I hope you will forgive any stereotyping in the next paragraph or so, but suppose Mr. Patel is given £200,000 by his father. He works in a grocer’s shop for a while, where he meets Mrs Patel to be, the daughter of the owner. They get married, and Mr. Patel uses his £200K to by a decent corner shop business. They have some acumen which they have acquired selling goods for others, but neither has a special skill which could be defined, beyond an eye for business. They run their shop as a partnership, sharing the profits equally; after all they both work hard and the shop is open from 7AM selling newspapers, sweets and the dreaded tobacco products until 11 at night when they might sell a little alcohol.

Is it really fair that because Mr. Patel originally bought the shop and business with his money, he should be taxed on a larger share of the profit than his wife? After all, they work so hard and probably could not manage individually with the long hours and having during slack periods to pay someone at least the minimum wage. Again, is this fair? HMRC thinks it is. I don’t.

Mrs. Giles-Hunter inherits a farm from her father. She has been running the farm for some time effectively as an employee before her father’s death, but it is very large and a great deal of work. At the Young Farmer’s Ball she met a young man named Hunter, who is experienced in farming, but being the second son will not inherit his father’s farm. They get married, and move into Mrs. Giles-Hunter’s farmhouse, and they run her farm together with a formal partnership agreement. They both have equal skill as farmers through experience, they increase their profits (no mean feat these days) and they share the fruits (the profits) equally. Because it is Mrs. Giles-Hunter’s farm and for legal reasons she cannot give half of the land to her husband, should a larger share of income be attributed to her because essentially the business is based on her capital?

Are we really going to deny families proper reward for their joint endeavours, which are in many instances what bind them together as a unit? My last example might cause some difficulties under the current rules and of course one might try to separate the land from the buildings, machinery and goodwill for the exercise, but to try to assess one person unequally when the other works equally hard seems nonsensical and out of touch.

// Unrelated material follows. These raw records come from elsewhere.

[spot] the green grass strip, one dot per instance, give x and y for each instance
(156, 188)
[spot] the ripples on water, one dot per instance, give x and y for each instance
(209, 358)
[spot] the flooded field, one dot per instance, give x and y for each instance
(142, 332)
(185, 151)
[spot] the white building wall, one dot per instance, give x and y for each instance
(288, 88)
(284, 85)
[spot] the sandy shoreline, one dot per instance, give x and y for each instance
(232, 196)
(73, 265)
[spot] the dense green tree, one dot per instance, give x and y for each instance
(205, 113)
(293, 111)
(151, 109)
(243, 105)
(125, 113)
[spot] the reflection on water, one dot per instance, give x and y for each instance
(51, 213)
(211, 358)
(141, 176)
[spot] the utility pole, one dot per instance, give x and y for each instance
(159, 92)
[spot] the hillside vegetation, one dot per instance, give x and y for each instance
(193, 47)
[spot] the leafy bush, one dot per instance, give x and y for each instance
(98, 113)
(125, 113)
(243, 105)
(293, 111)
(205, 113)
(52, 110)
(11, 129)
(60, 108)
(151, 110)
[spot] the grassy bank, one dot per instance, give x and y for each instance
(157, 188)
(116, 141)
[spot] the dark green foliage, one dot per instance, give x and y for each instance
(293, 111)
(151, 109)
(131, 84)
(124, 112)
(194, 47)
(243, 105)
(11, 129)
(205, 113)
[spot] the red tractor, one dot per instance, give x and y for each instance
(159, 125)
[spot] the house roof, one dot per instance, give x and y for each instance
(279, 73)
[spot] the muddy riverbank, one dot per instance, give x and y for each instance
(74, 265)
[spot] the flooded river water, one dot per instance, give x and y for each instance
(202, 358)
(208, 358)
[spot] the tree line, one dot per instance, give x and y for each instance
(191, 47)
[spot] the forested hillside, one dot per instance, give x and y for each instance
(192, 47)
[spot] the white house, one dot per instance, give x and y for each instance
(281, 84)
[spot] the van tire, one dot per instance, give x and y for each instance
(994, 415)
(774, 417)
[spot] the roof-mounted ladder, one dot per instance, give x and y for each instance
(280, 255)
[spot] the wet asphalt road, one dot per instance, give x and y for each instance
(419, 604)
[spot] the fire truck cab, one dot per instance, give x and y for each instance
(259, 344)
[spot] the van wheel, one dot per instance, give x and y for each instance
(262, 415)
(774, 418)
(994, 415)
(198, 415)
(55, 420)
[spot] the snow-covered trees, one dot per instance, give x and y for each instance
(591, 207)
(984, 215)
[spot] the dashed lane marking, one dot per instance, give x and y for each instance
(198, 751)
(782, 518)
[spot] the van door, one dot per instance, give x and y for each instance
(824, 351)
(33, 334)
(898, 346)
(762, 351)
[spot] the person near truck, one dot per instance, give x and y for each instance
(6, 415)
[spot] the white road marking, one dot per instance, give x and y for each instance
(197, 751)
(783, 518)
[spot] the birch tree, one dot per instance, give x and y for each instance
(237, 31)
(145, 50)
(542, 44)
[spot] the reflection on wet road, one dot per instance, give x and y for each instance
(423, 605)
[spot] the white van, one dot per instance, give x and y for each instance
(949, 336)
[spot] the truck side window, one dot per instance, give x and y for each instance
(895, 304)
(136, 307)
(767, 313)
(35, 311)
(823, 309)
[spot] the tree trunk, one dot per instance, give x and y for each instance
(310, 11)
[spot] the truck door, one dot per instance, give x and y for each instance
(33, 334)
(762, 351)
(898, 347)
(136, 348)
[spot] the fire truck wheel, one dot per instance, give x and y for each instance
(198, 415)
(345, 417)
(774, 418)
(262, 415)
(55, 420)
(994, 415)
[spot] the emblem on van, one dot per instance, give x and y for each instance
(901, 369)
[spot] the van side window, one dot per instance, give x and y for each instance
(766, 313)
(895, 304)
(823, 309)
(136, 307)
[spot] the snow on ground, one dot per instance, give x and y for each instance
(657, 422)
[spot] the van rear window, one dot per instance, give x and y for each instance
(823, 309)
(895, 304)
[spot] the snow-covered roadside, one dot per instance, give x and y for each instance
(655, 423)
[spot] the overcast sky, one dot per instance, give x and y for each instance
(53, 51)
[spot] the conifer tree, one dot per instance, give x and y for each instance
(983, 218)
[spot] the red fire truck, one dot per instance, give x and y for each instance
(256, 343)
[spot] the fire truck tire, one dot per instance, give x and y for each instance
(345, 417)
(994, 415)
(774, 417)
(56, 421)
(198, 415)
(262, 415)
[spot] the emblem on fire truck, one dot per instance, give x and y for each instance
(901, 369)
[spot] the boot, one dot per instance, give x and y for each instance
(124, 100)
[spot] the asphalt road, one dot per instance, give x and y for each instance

The paper says that the income shifting legislation does not mean that businesses will have to maintain additional records, yet from the farm to the corner shop, one might think that timesheets would have to be completed to show the amount of work contributed by individual partners or directors. Without them there may be a large problem in that HMRC enquiries especially for the less well represented deem taxpayers guilty until proved innocent. Of course HMRC largely relies on professional advisers to do the self-assessment job for them, notwithstanding the relative contempt shown for these advisers and their conduct in the higher echelons of HMRC (and I have pretty much heard this attitude from the horse’s mouth).

In reality professional advisers will be better placed to implement the new rules then HMRC, which will continue to bark up many wrong trees, and one really has to wonder whether their projected tax yields even if true will show the Treasury any profit given the costs of recovery if HMRC has any significant involvement through the enquiry system. The general cost assessment contains a number of arbitrary statements without justification of the basis. There is of course no talk of redistributing the presumed increased yield amongst other cash-strapped taxpayers.

The new raft of legislation will not be based on “fairness”, and “the right amount of tax”, two favourite Treasury mantras, or on preserving family unity and values. Rather we see old-fashioned paranoia exhibited by out of touch Civil Servants and politicians who have forgotten that what drives Britain, “the nation of shopkeepers” is a continuing sense of talent and entrepreneurship which is overlooked in the current climate of low taxes for big business only, and the Stalinist attempt to regulate the lives of every individual who dares to have expectations of rewards for their efforts.

Adam Smith would be sorry to discover that the Government is no longer influenced by shopkeepers. Indeed it has rather taken against them.